In Ziglar v. Abbasi, the U.S. Supreme Court revisited Bivens doctrine, suggesting that courts recognize constitutional tort actions only in cases closely analogous to one of the cases comprising the 1970s/1980s era Bivens trilogy, namely Bivens v. Six Unknown Named Agents, Davis v. Passman, and Carlson v. Green. In doing so the Court set forth several factors that might make a case distinguishable from those 1970s/1980s cases. This essay argues that the key to Ziglar v. Abbasi is not the analogical exercise the Court imposed, but the Court’s concern that Bivens actions could become a mechanism for challenging agency officials’ policy choices. The Court’s concerns resemble those underlying the Federal Tort Claims Act’s discretionary function exception, which is designed to channel challenges to agency officials’ policy decisions from ex post tort litigation to ex ante Administrative Procedure Act processes for “direct” review of agency action.
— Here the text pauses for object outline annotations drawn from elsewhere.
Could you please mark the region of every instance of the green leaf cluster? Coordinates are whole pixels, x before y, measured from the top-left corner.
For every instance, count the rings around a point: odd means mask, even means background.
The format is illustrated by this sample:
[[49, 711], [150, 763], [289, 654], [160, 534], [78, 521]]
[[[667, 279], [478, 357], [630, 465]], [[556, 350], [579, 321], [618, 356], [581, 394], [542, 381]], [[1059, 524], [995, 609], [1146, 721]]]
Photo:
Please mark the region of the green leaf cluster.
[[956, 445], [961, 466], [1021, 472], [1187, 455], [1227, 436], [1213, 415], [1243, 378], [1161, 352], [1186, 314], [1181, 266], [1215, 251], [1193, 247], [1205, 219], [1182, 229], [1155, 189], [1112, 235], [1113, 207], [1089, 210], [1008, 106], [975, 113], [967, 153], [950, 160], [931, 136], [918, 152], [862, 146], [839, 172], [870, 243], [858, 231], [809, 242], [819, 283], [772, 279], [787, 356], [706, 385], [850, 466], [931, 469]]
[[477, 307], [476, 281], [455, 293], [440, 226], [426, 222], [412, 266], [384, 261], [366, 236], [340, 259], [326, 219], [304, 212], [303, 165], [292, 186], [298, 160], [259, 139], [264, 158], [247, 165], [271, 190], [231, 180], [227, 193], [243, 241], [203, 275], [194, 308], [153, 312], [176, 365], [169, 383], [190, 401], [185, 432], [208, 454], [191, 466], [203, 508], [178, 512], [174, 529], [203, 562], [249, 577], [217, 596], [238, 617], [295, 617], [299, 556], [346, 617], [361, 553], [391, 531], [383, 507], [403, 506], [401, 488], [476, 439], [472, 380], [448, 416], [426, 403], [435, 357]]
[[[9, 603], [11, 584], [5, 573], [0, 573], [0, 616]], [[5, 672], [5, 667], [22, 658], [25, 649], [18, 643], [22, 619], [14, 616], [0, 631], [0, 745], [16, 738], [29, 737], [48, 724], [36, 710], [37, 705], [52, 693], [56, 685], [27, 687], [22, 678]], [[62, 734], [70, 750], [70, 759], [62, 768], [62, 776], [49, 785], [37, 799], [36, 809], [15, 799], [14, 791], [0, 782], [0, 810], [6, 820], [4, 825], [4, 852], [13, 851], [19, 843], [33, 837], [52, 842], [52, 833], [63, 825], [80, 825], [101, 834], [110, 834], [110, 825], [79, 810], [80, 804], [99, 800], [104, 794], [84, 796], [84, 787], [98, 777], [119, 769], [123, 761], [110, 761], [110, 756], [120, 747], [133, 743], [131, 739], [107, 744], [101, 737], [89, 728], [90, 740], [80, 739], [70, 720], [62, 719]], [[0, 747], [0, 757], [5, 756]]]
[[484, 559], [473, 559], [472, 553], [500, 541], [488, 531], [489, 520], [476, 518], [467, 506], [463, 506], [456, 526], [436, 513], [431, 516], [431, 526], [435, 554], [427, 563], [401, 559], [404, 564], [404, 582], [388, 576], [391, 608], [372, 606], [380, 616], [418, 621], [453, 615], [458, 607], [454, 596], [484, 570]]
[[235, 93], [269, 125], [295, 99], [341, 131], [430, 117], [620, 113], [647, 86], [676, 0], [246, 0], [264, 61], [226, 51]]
Drawing on that insight, this essay argues for a contextual approach to recognizing Bivens actions. Such a contextual approach would involve an assessment of the degree to which an official’s potentially unconstitutional actions are constrained by agency processes or judicial review before they will have an irreversible effect upon an individual. The essay argues that the contextual approach is not only entirely consistent with many of the factors the Ziglar v. Abbasi Court enumerates as worthy of consideration in determining whether a case is sufficiently analogous to the cases in 1970s/1980s era Bivens trilogy but can supply a conceptual foundation for the focus on such factors that is missing from Ziglar v. Abbasi itself.